El último día del viaje había
llegado, y como siempre había que aprovechar hasta el final. Bien temprano me
dirigí a la plaza de Tiananmen. Al llegar allí el dispositivo de seguridad
montado es espectacular, al contrario de el sistema de señalización, solamente
en chino. Estuve diez minutos en una cola hasta que alguien me dijo que esa era
solo para ir a la plaza, que si quería entrar en la Ciudad Prohibida tenía que
ir a otro sitio. En la nueva cola miraban a los chinos con lupa. A los tres
occidentales que éramos nos dijeron que pasáramos directamente. Nos pidieron el
pasaporte pero ni lo comprobaron ni nada.
Estuve un rato dando una vuelta a la plaza, perdido en esa inmensidad, hasta que ya me acerqué a la Ciudad Prohibida, atravesando un paso subterráneo.

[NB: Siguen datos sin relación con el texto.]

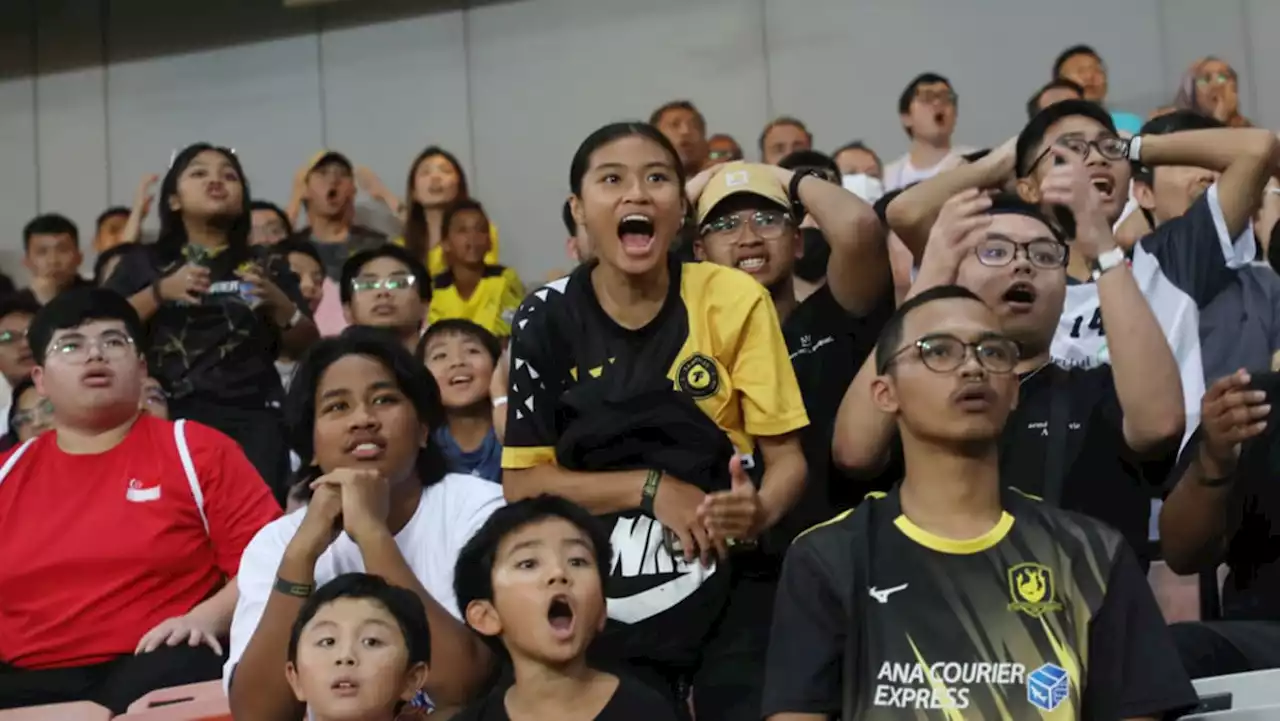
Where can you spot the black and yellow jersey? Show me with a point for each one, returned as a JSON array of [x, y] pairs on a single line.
[[490, 305], [731, 357], [686, 392], [1045, 616]]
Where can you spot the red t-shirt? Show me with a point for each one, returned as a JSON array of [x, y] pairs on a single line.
[[97, 550]]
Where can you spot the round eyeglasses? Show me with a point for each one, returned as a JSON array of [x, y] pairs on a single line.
[[942, 352]]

Allí cogí una audioguía que no me sirvió para mucho. Yo estaba extrañado, porque había atravesado ya tres patios y todavía no me había pedido la entrada. Y es que realmente no había llegado a entrar. Aquello es inmenso.
Fue deambulando por los distintos patios hasta llegar a la salida norte. Salí con sensación de estar desubicado, de las dimensiones de todo. Como si estuviera fuera de lugar.
Al salir me dirigí a la popularmente llamada colina del carbón (Parque Jingshan), desde donde se ven las vistas de la Ciudad Prohibida.
Una vez sacadas las fotos de rigor fui al parque BeiHai, que está justo al lado. Era cerca de la una. Este parque me gustó mucho y lo estuve recorriendo un buen rato.
Desde aquí me acerqué al templo de los Lamas, ya en metro. Me sorprendió un montón el fervor que mostraban en este templo, que yo pensaba que era más pequeño, pero es relativamente extenso.
Y ya, por último, el templo del Cielo.
Ahora sí, esto se había acabado. Después de descansar un par de horas en el hotel, coincidí con una pareja en la entrada del hotel, que por la pinta parecían españoles, que tenían las maletas recién embaladas, y les pregunté que si iban al aeropuerto y les importaba compartir transporte. Ellos, muy majos, no solo aceptaron, sino que me invitaron.